Tuesday, 23 October 2007

More on drugs (2)

There is apparently an acute shortage of morphine for use in pain management, particularly in the hospice care of the dying. Rather than trying to drive farmers out of business in the Golden Triangle, we would be better advised to pay them a commercial rate for their crops which could then be processed into morphine for therapeutic use. This has the twin advantages of developing the economies of the producer countries and of driving up the price to the heroin producer, which has either to be passed on to the end user, reducing the attraction to those not yet addicted, or the illegal markets margins are hit hard. This doesn't involve legalising heroin, though to do so and to encourage licensed sale at below street drug prices, would further squeeeze out the dealers. Finally, legalising, licensing and applying duty to such sales would fund the long overdue provision of detox and rehab services to those who wish to quit.

It may not square with what we want to be true, but it would probably be much more effective.

Monday, 22 October 2007

More on drugs

A basic principle of marketing is that where a raw material can be readily turned into a product with a strong consumer appeal, then a chain of production, manufacture, distribution, and retail sales will quickly establish itself. Moreover, so long as demand remains high then any company falling out of this market will be quickly replaced by a new player. So if Fresco Hypermarkets were found to be a mafia front organisation, its directors hauled before the courts and jailed, their stores would be bought up by another company and reopened. Hypermarket shoppers would suffer very little inconvenience.

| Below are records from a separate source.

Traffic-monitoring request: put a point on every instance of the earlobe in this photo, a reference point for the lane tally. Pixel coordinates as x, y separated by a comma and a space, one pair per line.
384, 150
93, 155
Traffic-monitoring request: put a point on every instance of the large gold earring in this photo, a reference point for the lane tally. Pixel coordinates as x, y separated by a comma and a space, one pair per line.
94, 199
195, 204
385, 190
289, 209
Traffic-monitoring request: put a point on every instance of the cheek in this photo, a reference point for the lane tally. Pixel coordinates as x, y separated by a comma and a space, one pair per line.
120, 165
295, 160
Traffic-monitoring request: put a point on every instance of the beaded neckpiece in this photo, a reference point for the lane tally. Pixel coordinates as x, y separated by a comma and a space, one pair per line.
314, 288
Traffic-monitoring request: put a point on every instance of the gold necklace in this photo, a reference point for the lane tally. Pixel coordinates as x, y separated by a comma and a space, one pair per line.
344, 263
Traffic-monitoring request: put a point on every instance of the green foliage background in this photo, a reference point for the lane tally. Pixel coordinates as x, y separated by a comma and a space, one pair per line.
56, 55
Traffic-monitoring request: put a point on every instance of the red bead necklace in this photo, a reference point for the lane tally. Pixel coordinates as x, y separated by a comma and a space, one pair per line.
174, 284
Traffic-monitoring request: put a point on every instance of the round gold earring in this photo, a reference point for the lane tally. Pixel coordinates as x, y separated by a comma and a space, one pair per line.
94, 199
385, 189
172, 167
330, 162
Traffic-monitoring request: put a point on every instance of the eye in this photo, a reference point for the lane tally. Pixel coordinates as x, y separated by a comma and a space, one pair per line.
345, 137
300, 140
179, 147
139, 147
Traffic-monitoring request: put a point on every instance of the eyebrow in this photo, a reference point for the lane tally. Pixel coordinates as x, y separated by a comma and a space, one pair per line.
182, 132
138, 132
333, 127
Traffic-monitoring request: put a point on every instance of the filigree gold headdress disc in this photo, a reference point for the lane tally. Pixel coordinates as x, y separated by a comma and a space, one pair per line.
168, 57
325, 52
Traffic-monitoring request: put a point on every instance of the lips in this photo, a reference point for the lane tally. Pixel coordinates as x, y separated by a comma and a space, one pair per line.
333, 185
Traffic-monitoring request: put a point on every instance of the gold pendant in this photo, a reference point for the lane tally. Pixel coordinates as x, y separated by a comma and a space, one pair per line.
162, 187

By the same token, so long as there are large crops of opium poppy, coca leaf, cannabis and the like, and so long as there are large numbers of users of drugs made from each of these, then the prosecution, conviction and jailing of dealers achieves no more than opening the door to the entry of new dealers to take over. The solution - if there is one - lies in how effectively we can squeeze production to thwart the manufacturing process, coupled with how we significantly reduce the consumer base*, so that dealing is no longer sufficiently profitable. These are areas in which we appear to be investing insufficient effort, and this is one of the reasons why I feel that we are ideologically fixated on a failed policy.

* Banging them up will not work. Drugs are as readily available inside prisons as outside.

Monday, 15 October 2007

A Failed Policy?

This article in today's Independent makes interesting reading, I have a great deal of sympathy with this point of view. I write as a user myself. My drug of choice is alcohol, taken as wine, gin or beer, depending on my mood. I buy it from retail outlets licensed by the local authority, and I have felt no need to get involved in criminality in order to fund my habit. What I would have done had I been around in the 1920s in the USA when they attempted to wipe out alcohol with about as much success as we're having here with Class A, B, C I'm not sure.

Monday, 8 October 2007

Cause and Effect

In today's Independent, David Hanson, Minister of State at the Ministry of Justice, claims that NOMS has been a success because crime levels have fallen by 41% since 1997. Well, setting aside that NOMS was a David Blunkett production, not one of Jack Straw's, I don't see the connection.
It does make me wonder, though, whether the reduction in time taken to get cases through the judicial process these days may have nothing at all to do with all those splendid initiatives that have spewed out of the Home Office and the Lord Chancellor's Dept (a.k.a Dept of Constitutional Affairs, a.k.a Ministry of Justice). It may be all to do with there being less work to do! No,.....it can't be that simple.......can it?

Thursday, 4 October 2007

Food for the soul

It's off topic, but I just came across this link, and all my cares were soothed away. Enjoy!

Wednesday, 3 October 2007

Le Mot Juste

A submission in court can stand or fall on the judicious (forgive the pun) choice of words. I remember a contested bail application some time ago where the defendant was represented by an obviously nervous solicitor whom we had not seen before, and who we suspected was pretty new to the job. Despite her nerves, she put up a clear and comprehensive argument as to why we should not take the Crown's case at face value, offering her client's acccount of what had happened. A shame, then, that she concluded with the killer statement: "That is my client's excuse, and it is the excuse he will give at his trial." In the interests of justice we substituted 'explanation' when deliberating and drew no adverse inference from her use of the word 'excuse'.